Atatken’tsherà:ke tehsià:tara’s

Nè:’e naonhà:’a tióskats nakewenna’shòn:’a

Tesasteríhen é:ren wathawíhtha

Nè:’e nohna’kénhkha “skonnorónhkhwa”

Translated into Mohawk (Kanien’kéha) by Karonhiio Brian Delaronde
Mohawk love poem

Poetry book "La Glace"
Original version
French poem

Mohawk language

The Mohawk language (Agnier, Iroquois, Maqui, Autonym : Kanien’kéha, Kanien’kehaka), is a polysynthetic Iroquoian language from Quebec region, and Usa (Ontario, New York state), spoken by 3,000 people.

Mohawk is originally the language of the tribe of the Iroquois Confederacy located most east (Mohawk River Valley of New York, between Utica and Schenectady).

Today the Mohawks are divided into several groups in Canada: The Ahkwesahsne on the St Laurent near the USA, the Kahnawake and Kanehsatake near Montreal, the Ohsweken in Ontario near the Grand River. They are also found in Gibson (Georgian Bay), and in the Tyendinaga Reserve (Kingston).

There are three main variants of this language, and it should be noted that before borrowing the Latin alphabet the Mohawks used pictograms to write their language.
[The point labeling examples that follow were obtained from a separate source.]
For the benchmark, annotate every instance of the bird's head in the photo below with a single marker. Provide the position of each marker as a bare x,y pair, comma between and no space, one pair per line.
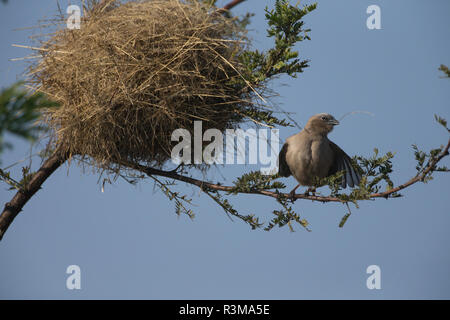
321,123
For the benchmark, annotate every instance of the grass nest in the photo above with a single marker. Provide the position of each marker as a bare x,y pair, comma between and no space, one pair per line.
136,71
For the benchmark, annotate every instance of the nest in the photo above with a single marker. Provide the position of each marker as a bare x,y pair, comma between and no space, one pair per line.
135,72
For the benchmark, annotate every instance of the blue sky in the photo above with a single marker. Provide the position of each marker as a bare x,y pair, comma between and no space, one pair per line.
130,244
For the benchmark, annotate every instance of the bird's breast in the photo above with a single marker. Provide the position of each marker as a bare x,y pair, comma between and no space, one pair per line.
308,159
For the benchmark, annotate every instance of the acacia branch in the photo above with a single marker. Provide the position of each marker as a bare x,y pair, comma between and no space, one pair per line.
205,185
12,208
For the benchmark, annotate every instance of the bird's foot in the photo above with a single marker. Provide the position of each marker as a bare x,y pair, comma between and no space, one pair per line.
310,191
292,196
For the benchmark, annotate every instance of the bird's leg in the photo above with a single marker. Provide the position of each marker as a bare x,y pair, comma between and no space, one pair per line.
292,193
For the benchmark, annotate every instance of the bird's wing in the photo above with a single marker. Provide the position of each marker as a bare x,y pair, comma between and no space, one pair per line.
283,168
342,162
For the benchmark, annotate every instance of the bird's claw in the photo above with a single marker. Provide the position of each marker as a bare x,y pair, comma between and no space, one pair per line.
292,196
310,191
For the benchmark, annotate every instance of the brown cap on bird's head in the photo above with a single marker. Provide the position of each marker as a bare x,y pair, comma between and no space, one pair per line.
321,123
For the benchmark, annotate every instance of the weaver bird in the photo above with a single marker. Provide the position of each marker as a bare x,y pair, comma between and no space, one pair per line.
309,155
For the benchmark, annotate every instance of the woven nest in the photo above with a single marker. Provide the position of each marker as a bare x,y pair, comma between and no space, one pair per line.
137,71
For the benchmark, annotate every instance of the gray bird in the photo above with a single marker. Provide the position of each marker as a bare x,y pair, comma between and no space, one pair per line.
309,154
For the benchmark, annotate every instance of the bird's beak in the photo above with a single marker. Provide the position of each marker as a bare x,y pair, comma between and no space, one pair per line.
333,122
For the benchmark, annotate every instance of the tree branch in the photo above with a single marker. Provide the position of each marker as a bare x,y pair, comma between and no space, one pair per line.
12,208
205,185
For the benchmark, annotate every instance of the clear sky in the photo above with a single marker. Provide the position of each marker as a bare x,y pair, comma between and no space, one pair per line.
129,243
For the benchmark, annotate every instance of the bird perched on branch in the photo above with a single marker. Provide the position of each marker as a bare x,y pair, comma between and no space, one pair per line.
309,155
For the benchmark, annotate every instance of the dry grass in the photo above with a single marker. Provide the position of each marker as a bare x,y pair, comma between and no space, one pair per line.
135,72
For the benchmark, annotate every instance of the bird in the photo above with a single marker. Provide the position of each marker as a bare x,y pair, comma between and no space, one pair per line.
309,155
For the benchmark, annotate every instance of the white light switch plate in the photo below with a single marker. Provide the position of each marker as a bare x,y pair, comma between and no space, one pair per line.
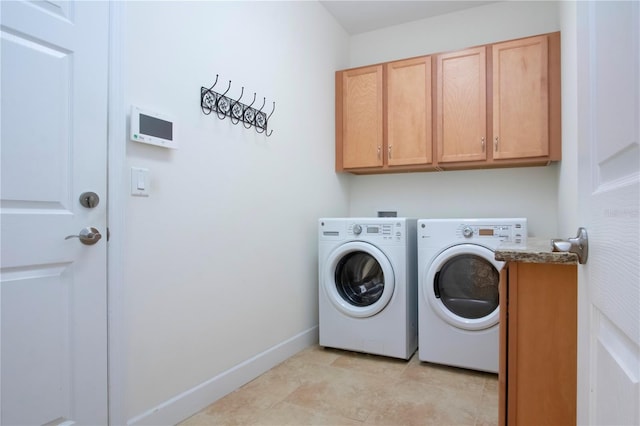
139,182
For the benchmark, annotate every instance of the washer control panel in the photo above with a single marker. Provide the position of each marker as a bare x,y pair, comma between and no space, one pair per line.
514,233
385,231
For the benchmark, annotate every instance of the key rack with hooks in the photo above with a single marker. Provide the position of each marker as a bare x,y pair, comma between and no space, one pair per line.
225,106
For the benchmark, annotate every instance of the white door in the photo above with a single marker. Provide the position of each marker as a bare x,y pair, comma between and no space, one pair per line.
53,351
609,173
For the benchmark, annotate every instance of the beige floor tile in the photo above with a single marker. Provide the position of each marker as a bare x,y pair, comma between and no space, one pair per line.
324,386
349,394
389,368
456,378
411,402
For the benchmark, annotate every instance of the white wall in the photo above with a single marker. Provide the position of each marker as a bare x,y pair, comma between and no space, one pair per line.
221,259
528,192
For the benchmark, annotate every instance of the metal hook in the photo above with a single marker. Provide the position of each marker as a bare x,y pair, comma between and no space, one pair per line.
265,124
261,127
248,115
207,100
236,110
223,105
214,83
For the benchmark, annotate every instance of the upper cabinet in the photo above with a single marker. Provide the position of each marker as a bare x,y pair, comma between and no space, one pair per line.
496,105
461,106
409,112
520,72
359,118
383,117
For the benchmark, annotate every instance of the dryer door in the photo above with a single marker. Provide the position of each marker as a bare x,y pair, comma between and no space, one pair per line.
461,285
359,279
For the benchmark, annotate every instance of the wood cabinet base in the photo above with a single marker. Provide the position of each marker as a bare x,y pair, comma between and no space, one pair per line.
538,344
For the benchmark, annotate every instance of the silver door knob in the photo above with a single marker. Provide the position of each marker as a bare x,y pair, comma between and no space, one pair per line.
88,236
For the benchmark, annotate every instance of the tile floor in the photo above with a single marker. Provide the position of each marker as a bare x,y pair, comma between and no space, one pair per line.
322,386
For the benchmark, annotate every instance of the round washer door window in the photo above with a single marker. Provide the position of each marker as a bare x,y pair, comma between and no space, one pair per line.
461,286
359,279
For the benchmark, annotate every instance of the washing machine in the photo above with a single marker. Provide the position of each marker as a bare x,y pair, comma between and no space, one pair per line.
368,285
458,302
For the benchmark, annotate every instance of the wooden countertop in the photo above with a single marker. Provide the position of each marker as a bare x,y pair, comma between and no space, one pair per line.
537,250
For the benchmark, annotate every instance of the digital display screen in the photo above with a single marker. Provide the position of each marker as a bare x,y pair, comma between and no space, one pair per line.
156,127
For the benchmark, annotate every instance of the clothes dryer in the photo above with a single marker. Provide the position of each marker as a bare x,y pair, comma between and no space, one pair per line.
368,285
458,302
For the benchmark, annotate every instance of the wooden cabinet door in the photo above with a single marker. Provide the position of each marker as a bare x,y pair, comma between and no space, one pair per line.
361,132
461,107
538,344
409,136
520,98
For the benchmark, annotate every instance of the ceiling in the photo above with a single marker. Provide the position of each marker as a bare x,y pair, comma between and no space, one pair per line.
359,16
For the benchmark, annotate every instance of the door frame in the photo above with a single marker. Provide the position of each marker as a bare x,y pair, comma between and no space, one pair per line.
116,193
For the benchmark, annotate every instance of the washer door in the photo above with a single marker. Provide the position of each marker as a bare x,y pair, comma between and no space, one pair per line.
359,279
461,286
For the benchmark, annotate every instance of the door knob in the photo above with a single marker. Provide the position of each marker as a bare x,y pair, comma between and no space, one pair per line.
88,236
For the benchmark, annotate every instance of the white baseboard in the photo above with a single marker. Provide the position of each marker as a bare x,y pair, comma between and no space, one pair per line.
195,399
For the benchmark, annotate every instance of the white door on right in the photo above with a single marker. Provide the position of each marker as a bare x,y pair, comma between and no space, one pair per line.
609,174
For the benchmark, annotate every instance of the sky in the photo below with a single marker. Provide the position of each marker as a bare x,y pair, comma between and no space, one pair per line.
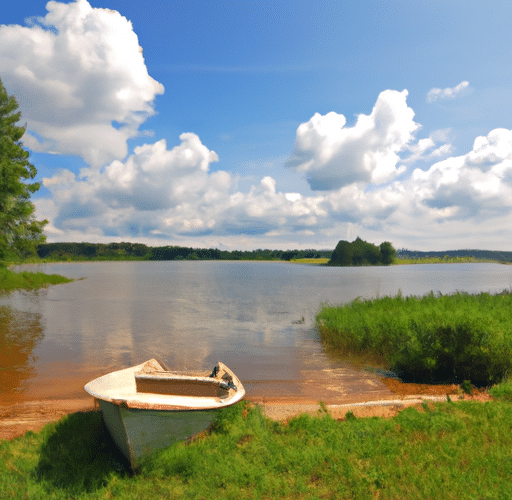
290,124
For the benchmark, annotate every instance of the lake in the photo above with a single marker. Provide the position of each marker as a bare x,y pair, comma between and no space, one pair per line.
256,317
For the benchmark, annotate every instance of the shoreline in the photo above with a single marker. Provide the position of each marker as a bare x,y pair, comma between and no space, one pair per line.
33,415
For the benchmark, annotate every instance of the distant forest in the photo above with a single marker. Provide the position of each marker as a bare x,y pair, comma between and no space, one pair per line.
477,254
139,251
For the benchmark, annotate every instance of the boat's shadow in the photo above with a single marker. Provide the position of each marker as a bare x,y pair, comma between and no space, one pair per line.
79,455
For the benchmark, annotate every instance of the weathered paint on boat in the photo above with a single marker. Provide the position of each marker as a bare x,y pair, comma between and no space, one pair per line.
143,422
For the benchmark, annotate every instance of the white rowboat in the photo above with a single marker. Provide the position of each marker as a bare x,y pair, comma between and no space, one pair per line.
146,407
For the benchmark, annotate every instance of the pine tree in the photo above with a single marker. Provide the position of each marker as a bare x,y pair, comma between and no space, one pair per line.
20,233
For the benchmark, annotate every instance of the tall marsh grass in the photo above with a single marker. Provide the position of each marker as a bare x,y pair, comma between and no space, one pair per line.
433,338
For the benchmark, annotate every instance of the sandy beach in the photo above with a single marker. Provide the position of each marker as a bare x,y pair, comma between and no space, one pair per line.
392,396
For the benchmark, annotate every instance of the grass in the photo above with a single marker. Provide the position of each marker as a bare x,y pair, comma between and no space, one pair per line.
9,280
451,450
444,260
429,339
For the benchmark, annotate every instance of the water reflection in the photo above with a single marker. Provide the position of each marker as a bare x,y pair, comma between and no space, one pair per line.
193,314
20,333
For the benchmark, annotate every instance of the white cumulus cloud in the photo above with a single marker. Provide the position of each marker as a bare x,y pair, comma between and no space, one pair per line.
333,155
448,93
80,78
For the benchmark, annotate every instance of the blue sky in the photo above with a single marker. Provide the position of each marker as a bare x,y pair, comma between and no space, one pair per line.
244,125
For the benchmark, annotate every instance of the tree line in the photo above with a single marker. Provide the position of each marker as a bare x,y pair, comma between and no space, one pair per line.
139,251
362,253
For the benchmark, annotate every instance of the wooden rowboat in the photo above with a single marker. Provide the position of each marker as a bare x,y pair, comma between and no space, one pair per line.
147,408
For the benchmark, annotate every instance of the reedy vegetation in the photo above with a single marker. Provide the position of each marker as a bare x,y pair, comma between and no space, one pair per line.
448,450
9,280
433,338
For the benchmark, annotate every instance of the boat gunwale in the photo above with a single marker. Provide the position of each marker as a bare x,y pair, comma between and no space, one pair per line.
163,402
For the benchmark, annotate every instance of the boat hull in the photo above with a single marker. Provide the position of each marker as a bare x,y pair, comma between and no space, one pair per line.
139,433
147,408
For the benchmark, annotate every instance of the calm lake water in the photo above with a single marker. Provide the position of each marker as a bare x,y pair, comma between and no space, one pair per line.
192,314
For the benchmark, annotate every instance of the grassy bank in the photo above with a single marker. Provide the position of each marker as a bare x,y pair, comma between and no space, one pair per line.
434,338
445,260
9,280
449,450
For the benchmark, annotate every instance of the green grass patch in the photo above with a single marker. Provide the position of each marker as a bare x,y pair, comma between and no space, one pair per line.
319,261
429,339
448,450
444,260
9,280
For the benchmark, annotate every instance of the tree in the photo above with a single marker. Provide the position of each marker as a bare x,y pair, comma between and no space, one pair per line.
20,233
342,255
387,253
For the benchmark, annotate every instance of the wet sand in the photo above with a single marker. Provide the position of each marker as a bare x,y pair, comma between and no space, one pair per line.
341,390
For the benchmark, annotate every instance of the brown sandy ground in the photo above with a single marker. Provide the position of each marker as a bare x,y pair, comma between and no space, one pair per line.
406,395
18,418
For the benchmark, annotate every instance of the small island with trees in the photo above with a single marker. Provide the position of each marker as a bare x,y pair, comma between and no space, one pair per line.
362,253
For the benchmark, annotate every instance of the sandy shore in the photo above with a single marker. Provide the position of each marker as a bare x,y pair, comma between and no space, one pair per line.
18,418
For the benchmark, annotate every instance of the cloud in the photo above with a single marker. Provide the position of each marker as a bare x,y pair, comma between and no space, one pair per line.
80,78
332,155
171,193
448,93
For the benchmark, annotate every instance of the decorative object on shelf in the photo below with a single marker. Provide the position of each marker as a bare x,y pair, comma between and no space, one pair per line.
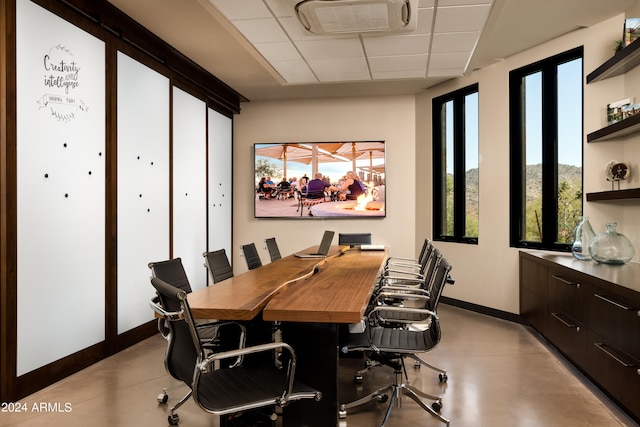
615,110
631,30
611,247
583,236
617,171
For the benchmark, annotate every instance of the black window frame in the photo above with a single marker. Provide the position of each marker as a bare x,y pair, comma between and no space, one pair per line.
517,213
439,166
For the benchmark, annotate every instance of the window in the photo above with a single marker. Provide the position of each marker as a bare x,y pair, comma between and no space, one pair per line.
546,151
455,166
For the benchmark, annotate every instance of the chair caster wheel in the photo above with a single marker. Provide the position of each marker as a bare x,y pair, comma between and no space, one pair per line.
174,419
342,413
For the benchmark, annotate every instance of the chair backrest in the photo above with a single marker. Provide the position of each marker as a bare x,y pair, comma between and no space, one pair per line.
172,272
272,247
354,239
440,278
183,350
218,265
251,256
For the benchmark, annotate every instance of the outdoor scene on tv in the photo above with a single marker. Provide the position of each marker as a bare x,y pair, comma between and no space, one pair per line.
320,179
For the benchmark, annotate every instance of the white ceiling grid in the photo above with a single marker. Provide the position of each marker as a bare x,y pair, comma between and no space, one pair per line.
440,44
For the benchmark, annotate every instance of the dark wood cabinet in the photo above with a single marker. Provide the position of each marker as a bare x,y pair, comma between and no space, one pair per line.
591,315
567,315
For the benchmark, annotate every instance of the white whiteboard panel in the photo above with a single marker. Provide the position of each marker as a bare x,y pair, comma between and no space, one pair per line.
143,186
220,181
61,188
189,185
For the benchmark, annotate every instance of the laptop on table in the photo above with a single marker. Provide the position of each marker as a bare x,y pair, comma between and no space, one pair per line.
323,249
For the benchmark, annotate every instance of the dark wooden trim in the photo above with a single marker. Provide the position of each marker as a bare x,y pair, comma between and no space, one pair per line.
119,33
504,315
8,194
626,194
55,371
624,60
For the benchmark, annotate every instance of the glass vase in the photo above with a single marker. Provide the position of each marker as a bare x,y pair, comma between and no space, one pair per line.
584,235
611,247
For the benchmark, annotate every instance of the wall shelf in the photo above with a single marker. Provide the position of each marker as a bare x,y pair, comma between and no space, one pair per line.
616,130
631,193
623,61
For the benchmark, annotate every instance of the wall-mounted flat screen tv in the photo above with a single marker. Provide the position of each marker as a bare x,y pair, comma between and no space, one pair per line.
320,179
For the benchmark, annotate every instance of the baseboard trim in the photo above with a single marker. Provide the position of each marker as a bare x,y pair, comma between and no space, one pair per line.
505,315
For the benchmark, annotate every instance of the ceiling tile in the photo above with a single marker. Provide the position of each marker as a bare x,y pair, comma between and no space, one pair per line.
294,71
461,2
330,48
329,67
261,30
449,60
279,51
461,18
245,9
445,72
399,63
425,20
396,45
454,42
403,74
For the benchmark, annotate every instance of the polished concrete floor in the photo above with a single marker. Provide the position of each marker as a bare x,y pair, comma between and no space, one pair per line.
500,374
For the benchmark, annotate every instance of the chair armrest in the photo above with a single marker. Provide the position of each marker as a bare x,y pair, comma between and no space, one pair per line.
155,306
205,365
423,311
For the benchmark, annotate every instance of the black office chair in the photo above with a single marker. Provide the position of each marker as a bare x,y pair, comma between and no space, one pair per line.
390,346
354,239
309,200
218,266
272,247
230,390
250,254
172,271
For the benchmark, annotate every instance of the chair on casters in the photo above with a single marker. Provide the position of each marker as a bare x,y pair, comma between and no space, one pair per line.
227,391
390,346
354,239
272,247
218,266
251,256
172,271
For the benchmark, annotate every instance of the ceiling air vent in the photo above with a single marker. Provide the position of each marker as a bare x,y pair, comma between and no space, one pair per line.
353,16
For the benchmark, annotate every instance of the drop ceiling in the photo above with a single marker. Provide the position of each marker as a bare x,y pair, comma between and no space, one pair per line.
260,49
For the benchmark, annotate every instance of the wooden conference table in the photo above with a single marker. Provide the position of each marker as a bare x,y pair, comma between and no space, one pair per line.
311,297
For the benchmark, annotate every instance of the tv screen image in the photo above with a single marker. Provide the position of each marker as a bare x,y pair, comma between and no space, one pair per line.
320,179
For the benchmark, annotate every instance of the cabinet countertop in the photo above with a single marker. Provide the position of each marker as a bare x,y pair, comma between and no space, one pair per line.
625,275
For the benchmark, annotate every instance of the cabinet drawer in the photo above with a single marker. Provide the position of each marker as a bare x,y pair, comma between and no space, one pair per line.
616,318
533,277
569,335
615,370
568,296
534,309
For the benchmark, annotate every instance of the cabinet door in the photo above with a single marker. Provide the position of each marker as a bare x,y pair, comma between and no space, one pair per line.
566,323
615,370
616,317
533,293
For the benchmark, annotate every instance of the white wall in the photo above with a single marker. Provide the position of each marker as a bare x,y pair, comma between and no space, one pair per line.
487,274
386,118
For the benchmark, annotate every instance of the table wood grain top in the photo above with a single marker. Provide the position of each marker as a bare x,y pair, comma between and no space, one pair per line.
338,292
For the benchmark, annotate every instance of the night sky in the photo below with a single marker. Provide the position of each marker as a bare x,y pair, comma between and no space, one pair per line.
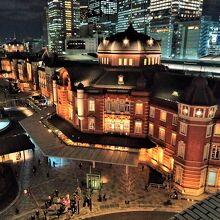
25,17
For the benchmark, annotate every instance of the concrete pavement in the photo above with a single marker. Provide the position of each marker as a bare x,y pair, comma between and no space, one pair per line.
116,186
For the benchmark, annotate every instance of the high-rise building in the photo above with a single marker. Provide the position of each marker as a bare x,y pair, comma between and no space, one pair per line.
83,14
62,22
132,11
164,21
103,15
182,8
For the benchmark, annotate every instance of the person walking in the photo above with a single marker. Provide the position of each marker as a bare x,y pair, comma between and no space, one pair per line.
37,214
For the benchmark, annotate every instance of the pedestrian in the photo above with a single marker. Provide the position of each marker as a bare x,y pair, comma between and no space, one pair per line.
37,214
34,170
104,197
56,193
16,211
80,166
45,214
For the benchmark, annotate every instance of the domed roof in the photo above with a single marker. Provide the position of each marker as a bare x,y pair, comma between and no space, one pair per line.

Although Mohawk is still the most widely spoken Iroquois language, currently, this language is considered endangered, because its number of speakers is only decreasing, and those who remain are often old.

The Mohawks

The Mohawks (Agniers, Maquas, Maquis, Kanien'kehá: ka (children of the stars)), of the six nations (Haudenosaunee), are the largest in number, around 5,000 in the USA (New York state and Ontario) and four times more numerous in Canada in the Quebec region.

History: Originally their territory was located in the current state of New York and their semi-sedentary life (in clans and in longhouses), was occupied, for men, by hunting and fishing, and for women, by cultures (squash, beans, corn).

Their Algonquin neighbors, with whom conflicts were frequent, gave them this name Mohawk (man-eaters in Algonquin). If their encounters with the Dutch, by exchanging furs for rifles, first allowed them to undo Algonquin, these encounters with the European arrivals, only destroyed them.

In the wars between the French and the English, if they were first, allies of the English, many turned to the side of the French ... later, during the wars of independence, they allied themselves with the English.